# More automorphisms

1. Nov 20, 2004

### T-O7

Okay, so i'm having trouble understanding the following question:
Determine the group of automorphisms of $$S_3$$.

I understand that the automorphisms must match orders of the same element, and since there are three permutations of order 2 and two of order 3, there are 6 "possible" permutations. But I don't know where to go from here. I'm pretty sure there's a better way than to tediously go through all six possible automorphisms, and explicitly check whether each work or not. Am i missing something here?
(I mean, how do you know when you've determined the group?)

2. Nov 21, 2004

### matt grime

You only need to look at the elements of order two since you know where (123) goes once you know where (12) and (23) go - that is the point of automorphisms - and this doesn't involve much work.

Of course, you could just prove it has no outer automorphisms...

In this case, every permutation of the 3 elements of order two is an automorphism, obviously, and this determines every automorphism, equally clearly, and hence the group Aut(S_3) = S_3.

3. Nov 22, 2004

### matt grime

I was thinking that this may well need more explanation.

Every relabelling of the numbers 1,2,3 gives an automorphism of S_3 (and a relabelling of 1,..,n would give an automorphism of S_n).
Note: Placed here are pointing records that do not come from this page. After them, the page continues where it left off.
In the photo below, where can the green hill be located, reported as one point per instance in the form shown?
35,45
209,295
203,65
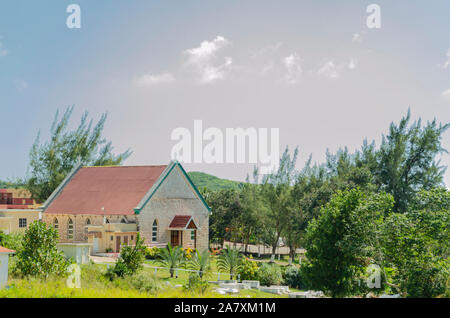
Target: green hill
211,182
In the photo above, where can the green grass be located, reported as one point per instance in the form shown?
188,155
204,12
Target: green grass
95,285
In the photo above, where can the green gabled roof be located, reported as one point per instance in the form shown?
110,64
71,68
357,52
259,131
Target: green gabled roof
161,179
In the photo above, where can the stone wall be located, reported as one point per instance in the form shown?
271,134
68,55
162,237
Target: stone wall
79,221
174,197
These correspond to the inner automorphisms - the ones where the group acts by conjugation. If you've done linear algebra it's a lot like a change of basis.

This tells us that there is a copy of S_3 inside Aut(S_3). Now all we need to do is show that Aut(S_3) has at most 6 elements and we are done.
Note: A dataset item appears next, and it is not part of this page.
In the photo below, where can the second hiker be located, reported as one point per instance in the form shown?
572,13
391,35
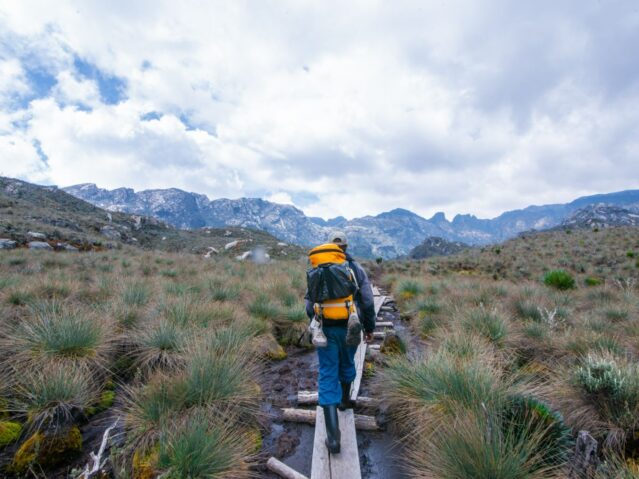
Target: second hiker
340,297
Because S_3 has exactly 3 elements of order 2, and they generate S_3, then any permutation of them *might* be an automorphism, and any two automorphisms permute them in distinct ways, so there are at most 6 possible automorphisms, as we needed to show.

Hence S_3 <= Aut(S_3) <=S_3

so they are equal.

The reason I thought I needed to clarify this was that I suspected it wasn't clear why this didn't show that the Aut(S_n) was something that it wasn't.

It's important that n=3 here, so that all the elements of order 2 are of the same cycle type and generate the group.

In general there is always a map from G to Aut(G) given by $$x \to f_x$$ where $$f_x(y)=x^{-1}yx$$ is how the aut f_x acts on G.

Exercises:
1. Show this map from G to Aut(G) is a homomorphism
2. What is the kernel?
3. Hence conclude that when G=S_n it is an injection unless n=2

FACT it is an isomorphism on S_n except for n=2 and n=6.
Proof n=2 is easy since S_2 is abelian. n=6 is too hard for me to recall but essentially seems to be because 2*3=2+3+1. Have a look for a proof somewhere - there are some nice geometric ones available.